オレンジ色は……温かみって意味もあるけど、食欲増進……。あっはっはっは。
まあ、肉はたくさんあるし。食らうとするか!
「ジルベルト、この大皿、先にヴィオ姉さんのところに持って行って、食べてて。一皿じゃ足りないだろ? オレ、もう一皿持ってくる」
「りょーかい!」
大皿を受け取ったジルベルトは、すごい勢いでヴィオ姉さんのところに走って行く。
主人の元に戻る犬の如し。
……転ばないよな?
調理担当……というか、裁断系の魔法が得意な魔法使いたちが、魔獣肉をスパスパ切り分けて、どんどん大皿に持っていく。
「これ、どの部位?」
「右からタン、ハラミ、ロース」
「ほう……」
どれも美味そうだ。
「こっそりサーロインも取り分けてある。欲しいか?」
「もちろん!」
「……じゃあ、あとでいいからヴィオランテ特製塩ダレ、分けてくれ」
「おっけ!」
勝手に承諾して、美味い部位盛り合わせ大皿を二皿もらう。
右手に一皿、左手にもう一皿もってジルベルトとヴィオ姉さんの台へと向かう。
「ほーら、アル~。お姉様特製塩ダレ味のお肉だよー」
ヴィオ姉さんがオレの口へと肉を運んでくれる。
大皿をテーブルに置きつつ、オレは「あーん」と口を開ける。
……マジで、美味い‼
ヴィオ姉さんの特製塩ダレ。
それを作るには、まず、大量にニンニクとショウガと玉ねぎをすりおろすところから始まる。

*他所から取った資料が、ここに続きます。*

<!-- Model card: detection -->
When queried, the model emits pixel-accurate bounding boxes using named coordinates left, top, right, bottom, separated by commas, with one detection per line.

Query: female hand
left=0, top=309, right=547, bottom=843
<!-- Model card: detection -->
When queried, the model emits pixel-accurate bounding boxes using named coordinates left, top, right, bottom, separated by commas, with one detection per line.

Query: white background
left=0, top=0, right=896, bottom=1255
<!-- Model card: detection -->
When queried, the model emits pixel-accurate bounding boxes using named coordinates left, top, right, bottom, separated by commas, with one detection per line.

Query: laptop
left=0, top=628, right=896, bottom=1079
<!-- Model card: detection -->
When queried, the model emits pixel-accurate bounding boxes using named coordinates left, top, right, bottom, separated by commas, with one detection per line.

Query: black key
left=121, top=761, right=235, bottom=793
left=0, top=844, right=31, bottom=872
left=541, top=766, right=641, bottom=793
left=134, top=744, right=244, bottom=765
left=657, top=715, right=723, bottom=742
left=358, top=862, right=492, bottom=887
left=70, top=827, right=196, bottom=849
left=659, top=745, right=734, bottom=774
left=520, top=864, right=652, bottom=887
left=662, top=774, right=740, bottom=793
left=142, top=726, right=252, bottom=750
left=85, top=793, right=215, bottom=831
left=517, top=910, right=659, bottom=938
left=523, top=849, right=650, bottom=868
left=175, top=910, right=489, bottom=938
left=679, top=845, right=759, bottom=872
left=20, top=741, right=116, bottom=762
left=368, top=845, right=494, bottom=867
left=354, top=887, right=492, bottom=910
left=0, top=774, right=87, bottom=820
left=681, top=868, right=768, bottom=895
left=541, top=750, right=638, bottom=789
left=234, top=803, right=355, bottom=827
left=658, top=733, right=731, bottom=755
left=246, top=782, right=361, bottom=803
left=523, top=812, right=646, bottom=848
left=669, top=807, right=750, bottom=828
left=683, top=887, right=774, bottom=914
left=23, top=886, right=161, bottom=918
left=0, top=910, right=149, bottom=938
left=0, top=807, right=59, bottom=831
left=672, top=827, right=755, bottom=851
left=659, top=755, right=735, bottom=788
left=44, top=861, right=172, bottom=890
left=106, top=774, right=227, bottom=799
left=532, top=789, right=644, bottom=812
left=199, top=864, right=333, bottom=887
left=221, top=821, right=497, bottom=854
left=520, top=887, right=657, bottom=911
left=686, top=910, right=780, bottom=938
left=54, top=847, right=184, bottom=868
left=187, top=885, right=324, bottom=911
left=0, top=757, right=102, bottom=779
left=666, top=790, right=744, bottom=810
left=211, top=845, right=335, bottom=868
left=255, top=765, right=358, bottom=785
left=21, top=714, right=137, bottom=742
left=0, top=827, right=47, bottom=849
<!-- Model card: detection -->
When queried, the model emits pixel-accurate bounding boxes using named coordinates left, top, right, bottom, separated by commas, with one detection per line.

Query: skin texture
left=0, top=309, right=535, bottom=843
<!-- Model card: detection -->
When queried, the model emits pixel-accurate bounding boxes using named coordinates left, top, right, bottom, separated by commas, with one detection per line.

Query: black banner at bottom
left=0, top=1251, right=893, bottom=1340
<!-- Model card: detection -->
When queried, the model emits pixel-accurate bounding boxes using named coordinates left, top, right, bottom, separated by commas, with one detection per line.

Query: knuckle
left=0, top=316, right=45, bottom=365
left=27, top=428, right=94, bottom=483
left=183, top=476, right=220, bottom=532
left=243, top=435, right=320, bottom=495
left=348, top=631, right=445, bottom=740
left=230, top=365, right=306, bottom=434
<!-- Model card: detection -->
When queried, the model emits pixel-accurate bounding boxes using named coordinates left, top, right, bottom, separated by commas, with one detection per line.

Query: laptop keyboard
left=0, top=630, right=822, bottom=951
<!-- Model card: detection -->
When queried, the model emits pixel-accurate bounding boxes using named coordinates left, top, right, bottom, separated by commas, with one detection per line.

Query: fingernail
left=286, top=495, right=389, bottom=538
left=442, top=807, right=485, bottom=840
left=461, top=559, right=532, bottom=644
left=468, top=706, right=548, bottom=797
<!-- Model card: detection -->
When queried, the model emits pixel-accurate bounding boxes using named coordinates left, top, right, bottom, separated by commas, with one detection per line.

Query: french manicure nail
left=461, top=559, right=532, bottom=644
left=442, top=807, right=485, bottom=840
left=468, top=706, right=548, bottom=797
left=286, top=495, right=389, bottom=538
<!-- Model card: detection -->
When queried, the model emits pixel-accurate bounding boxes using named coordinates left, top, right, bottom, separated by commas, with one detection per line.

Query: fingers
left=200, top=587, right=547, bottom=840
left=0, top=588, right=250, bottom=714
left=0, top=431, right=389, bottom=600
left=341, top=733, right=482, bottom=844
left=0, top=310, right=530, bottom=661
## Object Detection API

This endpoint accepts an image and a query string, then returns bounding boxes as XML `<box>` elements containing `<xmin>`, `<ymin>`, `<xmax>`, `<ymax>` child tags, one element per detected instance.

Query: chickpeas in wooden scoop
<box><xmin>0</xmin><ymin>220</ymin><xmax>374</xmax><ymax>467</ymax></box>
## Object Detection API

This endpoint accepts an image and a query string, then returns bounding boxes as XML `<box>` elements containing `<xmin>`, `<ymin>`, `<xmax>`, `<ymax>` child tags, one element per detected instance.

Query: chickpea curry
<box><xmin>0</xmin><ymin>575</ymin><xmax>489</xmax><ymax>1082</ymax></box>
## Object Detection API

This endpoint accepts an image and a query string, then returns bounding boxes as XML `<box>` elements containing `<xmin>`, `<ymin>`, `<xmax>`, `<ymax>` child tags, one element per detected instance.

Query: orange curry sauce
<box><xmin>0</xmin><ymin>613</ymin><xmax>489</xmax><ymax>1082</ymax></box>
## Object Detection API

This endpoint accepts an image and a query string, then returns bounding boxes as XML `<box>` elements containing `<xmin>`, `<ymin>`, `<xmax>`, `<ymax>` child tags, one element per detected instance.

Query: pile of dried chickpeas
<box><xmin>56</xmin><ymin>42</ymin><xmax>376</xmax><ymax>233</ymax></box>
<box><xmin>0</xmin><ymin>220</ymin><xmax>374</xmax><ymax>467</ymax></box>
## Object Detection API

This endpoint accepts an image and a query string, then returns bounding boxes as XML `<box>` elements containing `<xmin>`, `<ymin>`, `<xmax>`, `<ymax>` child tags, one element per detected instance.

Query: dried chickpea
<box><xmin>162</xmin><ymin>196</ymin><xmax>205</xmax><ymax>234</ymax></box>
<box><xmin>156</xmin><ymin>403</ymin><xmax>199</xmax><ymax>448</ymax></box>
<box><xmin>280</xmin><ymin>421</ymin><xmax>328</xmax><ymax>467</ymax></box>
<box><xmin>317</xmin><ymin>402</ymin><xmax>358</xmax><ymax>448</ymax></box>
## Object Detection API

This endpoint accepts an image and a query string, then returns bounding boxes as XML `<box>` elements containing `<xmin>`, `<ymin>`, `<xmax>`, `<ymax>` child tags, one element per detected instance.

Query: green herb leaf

すり終えたら、そこに塩と大量のレモン果汁と白ワインを投入。なければエールでも。
ここまでが基本で、あとは、すりおろしたリンゴとかを入れてもいいし、セロリとかの香味野菜のみじん切りを加えても良し!
今日のタレには何と! 魔蜂のハチミツまでが加わっているようだ。!
魔獣肉は魔力が乗っているから、塩とコショーで焼いただけでも家畜肉より数倍美味いんだけどさ。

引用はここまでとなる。